Pourquoi dire : "Recordman" ou "Recordmen" et "Recordwoman" ou "Recordwomen" ?

Le logotype de France Télévisions pour les Jeux olympiques de Tokyo 2020

Comme n'ont cessé de le faire l'ensemble des journalistes français de Frace Télévisions, à l'occasion des Jeux olympiques de Tokyo 2020 de juillet et août 2021.

Et pas, en français : "Détenteur du record" ou "Détenteurs du record" et "Détentrice du record" ou "Détentrices du record" !

Ces différents termes n'existent en effet même pas en anglais, les anglophones parlant uniquement de "Record holder" ou "Record holders".

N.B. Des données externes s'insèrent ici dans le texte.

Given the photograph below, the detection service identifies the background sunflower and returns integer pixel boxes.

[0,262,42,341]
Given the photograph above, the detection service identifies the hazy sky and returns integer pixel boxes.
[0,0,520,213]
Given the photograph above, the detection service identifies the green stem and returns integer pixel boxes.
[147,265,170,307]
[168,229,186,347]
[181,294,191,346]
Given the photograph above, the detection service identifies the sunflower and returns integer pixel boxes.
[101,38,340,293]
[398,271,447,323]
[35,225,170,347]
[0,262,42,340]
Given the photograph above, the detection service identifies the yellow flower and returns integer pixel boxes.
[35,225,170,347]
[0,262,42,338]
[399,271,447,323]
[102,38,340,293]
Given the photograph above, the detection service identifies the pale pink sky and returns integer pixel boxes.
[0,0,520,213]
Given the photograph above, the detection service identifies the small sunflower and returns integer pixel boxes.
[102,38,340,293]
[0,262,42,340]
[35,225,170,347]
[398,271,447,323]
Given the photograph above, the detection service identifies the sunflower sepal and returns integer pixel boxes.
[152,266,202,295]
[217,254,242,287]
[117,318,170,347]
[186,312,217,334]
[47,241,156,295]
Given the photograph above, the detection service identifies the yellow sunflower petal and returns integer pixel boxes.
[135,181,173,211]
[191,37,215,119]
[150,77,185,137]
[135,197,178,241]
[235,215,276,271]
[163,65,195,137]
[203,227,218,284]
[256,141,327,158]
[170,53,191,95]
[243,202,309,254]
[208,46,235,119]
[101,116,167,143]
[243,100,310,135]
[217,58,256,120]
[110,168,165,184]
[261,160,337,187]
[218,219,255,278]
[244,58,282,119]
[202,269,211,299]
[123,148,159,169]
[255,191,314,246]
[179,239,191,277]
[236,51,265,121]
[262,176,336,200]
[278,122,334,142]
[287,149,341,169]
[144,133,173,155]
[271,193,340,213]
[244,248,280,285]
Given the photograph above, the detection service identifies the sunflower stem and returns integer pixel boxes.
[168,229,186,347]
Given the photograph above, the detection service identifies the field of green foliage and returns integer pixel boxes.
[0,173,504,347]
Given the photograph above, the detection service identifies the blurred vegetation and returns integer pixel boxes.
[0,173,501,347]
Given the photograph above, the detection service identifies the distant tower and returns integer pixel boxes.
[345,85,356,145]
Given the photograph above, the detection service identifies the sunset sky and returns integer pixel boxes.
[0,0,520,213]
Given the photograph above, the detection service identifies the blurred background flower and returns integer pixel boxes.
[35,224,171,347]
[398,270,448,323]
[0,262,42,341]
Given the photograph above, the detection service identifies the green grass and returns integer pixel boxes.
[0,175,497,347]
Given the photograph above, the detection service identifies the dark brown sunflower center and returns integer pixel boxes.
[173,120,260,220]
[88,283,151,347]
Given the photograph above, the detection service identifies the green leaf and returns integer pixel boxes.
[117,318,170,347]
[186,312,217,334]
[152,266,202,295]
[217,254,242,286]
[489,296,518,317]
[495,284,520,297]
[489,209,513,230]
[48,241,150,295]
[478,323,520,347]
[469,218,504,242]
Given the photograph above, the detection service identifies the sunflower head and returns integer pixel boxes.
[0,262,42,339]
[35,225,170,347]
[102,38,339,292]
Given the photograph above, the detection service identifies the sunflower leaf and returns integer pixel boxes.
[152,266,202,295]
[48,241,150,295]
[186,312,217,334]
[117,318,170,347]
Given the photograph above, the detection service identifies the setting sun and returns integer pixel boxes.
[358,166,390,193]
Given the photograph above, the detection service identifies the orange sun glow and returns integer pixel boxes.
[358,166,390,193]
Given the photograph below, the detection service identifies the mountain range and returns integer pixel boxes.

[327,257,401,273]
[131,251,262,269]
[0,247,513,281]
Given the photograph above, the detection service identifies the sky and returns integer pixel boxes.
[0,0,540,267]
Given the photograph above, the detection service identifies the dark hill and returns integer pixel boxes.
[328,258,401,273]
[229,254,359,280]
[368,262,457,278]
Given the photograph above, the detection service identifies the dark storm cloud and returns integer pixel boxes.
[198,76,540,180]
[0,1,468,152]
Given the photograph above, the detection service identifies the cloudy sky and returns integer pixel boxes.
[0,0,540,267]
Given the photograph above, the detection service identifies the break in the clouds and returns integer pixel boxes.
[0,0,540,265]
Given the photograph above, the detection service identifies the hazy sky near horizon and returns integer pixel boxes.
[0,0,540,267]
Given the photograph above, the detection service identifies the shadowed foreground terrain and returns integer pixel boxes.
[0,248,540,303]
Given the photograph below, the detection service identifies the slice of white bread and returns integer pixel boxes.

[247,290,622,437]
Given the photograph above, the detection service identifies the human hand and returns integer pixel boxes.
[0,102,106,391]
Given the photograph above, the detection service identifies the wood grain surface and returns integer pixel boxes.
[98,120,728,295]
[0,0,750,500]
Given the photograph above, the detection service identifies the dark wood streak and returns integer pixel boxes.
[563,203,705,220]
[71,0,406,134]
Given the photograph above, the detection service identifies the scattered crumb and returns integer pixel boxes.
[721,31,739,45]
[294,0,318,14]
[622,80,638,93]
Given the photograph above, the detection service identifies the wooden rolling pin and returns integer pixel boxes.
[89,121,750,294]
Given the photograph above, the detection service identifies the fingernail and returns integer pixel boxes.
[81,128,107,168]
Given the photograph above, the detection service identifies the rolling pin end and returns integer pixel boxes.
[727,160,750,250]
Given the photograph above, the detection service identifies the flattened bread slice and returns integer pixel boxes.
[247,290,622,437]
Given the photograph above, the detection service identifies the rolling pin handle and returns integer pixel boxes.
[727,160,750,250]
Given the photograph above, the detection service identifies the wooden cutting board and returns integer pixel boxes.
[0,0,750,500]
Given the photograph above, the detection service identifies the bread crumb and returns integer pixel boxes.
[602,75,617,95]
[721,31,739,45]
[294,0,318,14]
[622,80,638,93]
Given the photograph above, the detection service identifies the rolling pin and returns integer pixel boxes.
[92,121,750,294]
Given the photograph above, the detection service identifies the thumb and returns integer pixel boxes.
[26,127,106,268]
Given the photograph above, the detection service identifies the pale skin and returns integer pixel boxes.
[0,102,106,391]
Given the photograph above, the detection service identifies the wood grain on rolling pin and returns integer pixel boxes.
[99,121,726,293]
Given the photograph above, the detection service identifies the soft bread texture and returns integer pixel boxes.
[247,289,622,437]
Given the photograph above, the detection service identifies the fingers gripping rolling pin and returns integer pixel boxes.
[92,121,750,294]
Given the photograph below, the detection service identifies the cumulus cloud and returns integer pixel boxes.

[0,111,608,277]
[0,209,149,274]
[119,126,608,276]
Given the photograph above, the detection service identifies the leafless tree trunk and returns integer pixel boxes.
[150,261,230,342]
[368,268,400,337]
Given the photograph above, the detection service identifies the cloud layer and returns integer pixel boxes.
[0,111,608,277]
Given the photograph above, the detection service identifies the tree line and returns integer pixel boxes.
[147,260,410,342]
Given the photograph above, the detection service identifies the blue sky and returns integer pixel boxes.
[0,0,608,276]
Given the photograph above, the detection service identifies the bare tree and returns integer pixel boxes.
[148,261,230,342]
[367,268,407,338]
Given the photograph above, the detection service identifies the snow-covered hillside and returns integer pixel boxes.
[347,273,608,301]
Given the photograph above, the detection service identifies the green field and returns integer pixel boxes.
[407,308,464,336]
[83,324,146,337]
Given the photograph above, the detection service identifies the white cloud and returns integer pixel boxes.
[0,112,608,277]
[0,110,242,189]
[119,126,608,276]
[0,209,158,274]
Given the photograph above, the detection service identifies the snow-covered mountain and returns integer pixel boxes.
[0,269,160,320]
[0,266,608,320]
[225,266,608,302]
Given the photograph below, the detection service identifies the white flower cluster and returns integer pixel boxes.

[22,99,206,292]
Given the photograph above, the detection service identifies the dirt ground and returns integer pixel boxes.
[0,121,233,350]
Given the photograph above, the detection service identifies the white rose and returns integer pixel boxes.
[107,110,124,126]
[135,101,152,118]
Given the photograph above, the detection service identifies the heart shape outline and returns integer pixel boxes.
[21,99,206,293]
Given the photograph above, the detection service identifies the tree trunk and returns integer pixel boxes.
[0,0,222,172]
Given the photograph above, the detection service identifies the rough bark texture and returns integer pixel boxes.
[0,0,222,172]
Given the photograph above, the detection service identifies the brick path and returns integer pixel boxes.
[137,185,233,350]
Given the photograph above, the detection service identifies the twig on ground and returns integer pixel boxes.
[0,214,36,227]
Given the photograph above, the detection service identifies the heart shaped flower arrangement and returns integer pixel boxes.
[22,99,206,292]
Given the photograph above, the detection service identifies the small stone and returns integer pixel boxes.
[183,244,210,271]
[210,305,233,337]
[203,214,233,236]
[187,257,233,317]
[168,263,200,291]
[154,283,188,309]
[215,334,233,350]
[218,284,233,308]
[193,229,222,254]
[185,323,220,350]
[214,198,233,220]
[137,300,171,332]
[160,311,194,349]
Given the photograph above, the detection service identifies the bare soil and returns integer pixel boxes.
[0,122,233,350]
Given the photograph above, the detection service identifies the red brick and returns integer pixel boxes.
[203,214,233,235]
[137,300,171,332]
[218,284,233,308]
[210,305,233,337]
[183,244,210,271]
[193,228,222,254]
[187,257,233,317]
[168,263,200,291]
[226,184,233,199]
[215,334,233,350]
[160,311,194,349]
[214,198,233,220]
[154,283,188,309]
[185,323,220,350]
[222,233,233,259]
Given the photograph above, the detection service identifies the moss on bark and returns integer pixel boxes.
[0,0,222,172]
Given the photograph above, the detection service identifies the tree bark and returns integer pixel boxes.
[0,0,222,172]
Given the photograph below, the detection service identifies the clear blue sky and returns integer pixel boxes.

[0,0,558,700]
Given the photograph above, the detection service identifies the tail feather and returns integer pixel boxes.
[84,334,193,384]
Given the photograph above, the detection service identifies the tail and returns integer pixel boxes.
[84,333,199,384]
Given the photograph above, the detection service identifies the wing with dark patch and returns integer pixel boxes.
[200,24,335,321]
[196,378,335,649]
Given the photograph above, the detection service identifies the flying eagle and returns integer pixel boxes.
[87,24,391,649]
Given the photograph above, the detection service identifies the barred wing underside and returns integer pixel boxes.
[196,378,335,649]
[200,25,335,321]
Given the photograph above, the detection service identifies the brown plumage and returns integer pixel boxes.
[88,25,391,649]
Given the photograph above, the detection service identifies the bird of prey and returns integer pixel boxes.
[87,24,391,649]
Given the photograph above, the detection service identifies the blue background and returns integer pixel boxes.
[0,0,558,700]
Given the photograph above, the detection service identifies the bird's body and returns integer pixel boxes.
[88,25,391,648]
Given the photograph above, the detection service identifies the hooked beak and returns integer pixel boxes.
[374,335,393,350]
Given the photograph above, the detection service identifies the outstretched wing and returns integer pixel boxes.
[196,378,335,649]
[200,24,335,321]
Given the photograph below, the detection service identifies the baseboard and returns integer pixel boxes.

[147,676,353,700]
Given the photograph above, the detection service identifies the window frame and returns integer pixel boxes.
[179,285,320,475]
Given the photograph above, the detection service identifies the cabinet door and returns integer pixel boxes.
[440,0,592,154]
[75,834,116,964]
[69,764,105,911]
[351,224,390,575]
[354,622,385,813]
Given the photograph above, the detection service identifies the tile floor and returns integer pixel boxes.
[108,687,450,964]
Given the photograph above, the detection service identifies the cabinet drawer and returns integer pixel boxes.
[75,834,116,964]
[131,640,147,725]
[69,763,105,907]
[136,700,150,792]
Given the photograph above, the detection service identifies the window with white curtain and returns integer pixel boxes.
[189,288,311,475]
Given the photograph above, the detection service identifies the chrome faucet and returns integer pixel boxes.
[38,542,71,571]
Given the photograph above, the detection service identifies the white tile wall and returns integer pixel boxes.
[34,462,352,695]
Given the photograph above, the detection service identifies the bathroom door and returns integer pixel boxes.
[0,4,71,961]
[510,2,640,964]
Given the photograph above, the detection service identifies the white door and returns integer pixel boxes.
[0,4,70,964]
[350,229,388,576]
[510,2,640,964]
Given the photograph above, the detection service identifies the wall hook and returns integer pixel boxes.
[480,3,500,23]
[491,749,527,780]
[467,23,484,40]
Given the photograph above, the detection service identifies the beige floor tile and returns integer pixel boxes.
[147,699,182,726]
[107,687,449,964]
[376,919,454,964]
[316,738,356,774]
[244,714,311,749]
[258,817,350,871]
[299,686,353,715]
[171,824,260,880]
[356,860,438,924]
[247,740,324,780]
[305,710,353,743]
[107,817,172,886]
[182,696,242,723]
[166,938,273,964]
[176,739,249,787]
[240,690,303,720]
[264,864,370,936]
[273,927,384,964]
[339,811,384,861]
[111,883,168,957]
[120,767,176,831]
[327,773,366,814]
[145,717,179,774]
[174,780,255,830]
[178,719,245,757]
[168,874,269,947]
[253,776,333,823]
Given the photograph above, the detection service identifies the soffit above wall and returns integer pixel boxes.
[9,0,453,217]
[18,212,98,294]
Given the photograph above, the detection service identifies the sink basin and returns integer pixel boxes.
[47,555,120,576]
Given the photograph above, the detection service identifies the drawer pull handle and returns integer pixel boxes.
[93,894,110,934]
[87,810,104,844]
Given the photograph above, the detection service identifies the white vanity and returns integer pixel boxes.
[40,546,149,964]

Ou de "Record breaker" ou "Record breakers" (pour "Nouveau détenteur" ou "Nouveaux détenteurs" et "Nouvelle détentrice" ou "Nouvelles détentrices"), lorsque nos journalistes français parlent de "Nouveau recordman" ou "Nouveaux recordmen" et de "Nouvelle recorwoman" ou "Nouvelles recordwomen".

Pourquoi dire : "Un paperboard", "Un paper-board" ou "Un paper board" !

Un tableau de conférence ("Paperboard", "Paper-board" ou "Paper board")

Et pas : "Un tableau de conférence" !

C'est à dire : un tableau, souvent sur trépied, constitué de grandes pages de papier rabattables ou pouvant être retirées.

Ce faux anglicisme désigne en effet en anglais... du bristol ou "papier cartonné".

Source : wiktionary.org

Pourquoi dire : "Un coffee shop" ?

Et pas, selon le contexte :

Un "Coffee shop" français ou "Boutique de cafés"
Un "Coffee shop" français ou "Boutique de cafés"
  • un magasin de cafés, où l'on peut en acheter et en consommer.

Comme on peut de plus en plus en trouver dans notre pays, depuis quelques années.

Un "Coffee shop" néerlandais, à Amsterdam (Pays-Bas) ou "Magasin de cannabis"
Un "Coffee shop" néerlandais, à Amsterdam (Pays-Bas) ou "Magasin de cannabis"
Un "Coffee shop" néerlandais, à Amsterdam (Pays-Bas) ou "Magasin de cannabis"
Un "Coffee shop" néerlandais, à Amsterdam (Pays-Bas) ou "Magasin de cannabis"
  • un magasin de cannabis, où l'on peut en acheter et en consommer.

Comme on en trouve aux Pays-Bas, où ils sont tolérés depuis 1976.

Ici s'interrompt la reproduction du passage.